A Quick Family Portrait

by William Lulow

I can’t recall how many times I’ve been asked to make a portrait of someone and they’ve said something like, “Oh don’t worry about lights, this is just a quick shot. You don’t really need to fuss.” If I had taken that statement seriously and not brought my lights, I would have wound up with a dark picture or I would have had to bump up the ISO in order to get an acceptable portrait. I’m not interested in “acceptable” and never have been! When it comes to making pictures, if it’s worth taking a picture, it’s worth doing it right!

Here’s an example:

Egginton(c)

This was a portrait I had to make in an old stone church and the family wanted the church represented in some way because the shot was actually to be used in the church’s bulletin. So, we decided to shoot it in front of one of the church’s old stone walls and have a couple of the chairs in the picture as well.

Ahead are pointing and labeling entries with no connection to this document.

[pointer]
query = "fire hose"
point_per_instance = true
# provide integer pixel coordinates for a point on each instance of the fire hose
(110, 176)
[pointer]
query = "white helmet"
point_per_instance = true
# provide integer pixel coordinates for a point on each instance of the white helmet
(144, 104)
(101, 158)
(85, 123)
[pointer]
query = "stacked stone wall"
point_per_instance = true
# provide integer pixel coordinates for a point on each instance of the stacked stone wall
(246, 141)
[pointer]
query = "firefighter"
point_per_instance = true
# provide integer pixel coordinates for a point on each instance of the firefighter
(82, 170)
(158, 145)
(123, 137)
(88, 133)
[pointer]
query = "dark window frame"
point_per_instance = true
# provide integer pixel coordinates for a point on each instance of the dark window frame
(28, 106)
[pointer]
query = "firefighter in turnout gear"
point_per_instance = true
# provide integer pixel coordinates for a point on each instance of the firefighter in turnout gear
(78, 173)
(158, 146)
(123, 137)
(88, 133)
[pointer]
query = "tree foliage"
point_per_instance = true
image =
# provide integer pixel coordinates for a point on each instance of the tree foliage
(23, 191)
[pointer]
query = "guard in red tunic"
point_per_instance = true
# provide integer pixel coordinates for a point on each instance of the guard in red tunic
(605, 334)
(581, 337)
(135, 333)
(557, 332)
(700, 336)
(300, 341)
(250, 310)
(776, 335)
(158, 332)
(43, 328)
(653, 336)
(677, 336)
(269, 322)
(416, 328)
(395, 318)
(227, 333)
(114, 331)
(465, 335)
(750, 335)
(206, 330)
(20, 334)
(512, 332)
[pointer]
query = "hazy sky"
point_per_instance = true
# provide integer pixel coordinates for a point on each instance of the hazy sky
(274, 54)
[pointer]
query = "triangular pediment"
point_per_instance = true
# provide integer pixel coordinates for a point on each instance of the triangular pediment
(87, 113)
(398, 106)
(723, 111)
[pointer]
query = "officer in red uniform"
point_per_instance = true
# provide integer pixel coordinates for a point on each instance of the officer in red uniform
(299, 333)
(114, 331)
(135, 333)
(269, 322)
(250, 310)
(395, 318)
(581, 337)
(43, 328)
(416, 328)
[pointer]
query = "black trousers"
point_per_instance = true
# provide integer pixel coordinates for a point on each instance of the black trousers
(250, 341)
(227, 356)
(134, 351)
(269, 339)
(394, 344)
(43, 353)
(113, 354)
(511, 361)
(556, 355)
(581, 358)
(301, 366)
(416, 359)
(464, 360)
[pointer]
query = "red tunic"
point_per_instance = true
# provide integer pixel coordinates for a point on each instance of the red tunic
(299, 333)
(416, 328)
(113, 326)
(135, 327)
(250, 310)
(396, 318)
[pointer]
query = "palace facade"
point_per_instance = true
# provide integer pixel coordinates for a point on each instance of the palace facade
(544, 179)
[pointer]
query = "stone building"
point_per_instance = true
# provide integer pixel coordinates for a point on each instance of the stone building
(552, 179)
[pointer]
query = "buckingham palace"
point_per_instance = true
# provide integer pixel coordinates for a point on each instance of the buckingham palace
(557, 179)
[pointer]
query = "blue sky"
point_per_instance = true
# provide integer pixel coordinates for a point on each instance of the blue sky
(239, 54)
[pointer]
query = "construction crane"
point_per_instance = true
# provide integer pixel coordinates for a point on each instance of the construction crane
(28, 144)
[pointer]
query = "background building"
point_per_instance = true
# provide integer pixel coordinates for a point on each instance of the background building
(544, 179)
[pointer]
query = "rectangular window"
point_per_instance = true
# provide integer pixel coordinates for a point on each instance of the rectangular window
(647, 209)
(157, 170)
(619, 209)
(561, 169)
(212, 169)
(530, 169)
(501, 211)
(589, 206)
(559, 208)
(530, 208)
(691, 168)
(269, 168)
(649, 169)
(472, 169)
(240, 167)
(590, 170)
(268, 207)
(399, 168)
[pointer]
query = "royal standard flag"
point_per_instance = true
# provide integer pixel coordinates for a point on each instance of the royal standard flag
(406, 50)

The camera’s built-in flash would not have been sufficient, plus it would have created some harsh shadows. A portable strobe (speedlight) would also not have been sufficient. I was considering using two speedlights, but I needed a softer effect on the family itself. Remember, built-in camera flashes and speedlights really only go as far as the subject. Most units, especially if used in their AUTO modes, just measure the lamp-to-subject distance in order to calculate the proper exposure. Backgrounds will usually be black, receiving no light at all! Therefore, if you want the background to show, you need to light it separately.

I wound up bringing two of my studio strobe units with light stands, umbrellas and one of my studio power packs. Since the church was old, its wiring was old as well. I had to run a couple of extensions cords from the kitchen to the power pack just to make sure I wouldn’t blow a fuse and ruin the service (which was to take place right after the portrait). I used one umbrella as a main light and another “head” aimed to the back to light up the stone wall and register the “feel” of the old church. Exposure was f/6.3 @ 1/100th of a second at ISO200 with the power pack set on half-power (500w/s). I then had to pack up all the equipment and get out of there before the service started. This shot required the following equipment: camera, tripod, light stands, umbrellas, and extra extension cords. This also included a plug adapter because I figured that the old church would not have updated electrical outlets!

The moral of this “quick portrait” is that doing a portrait, even if it is on location, is never a quick thing. I arrived about one half hour before the family did and was able to test the lighting so that when they arrived, everything would be all set up. The only really quick thing about this shoot was how fast we packed up the equipment and left!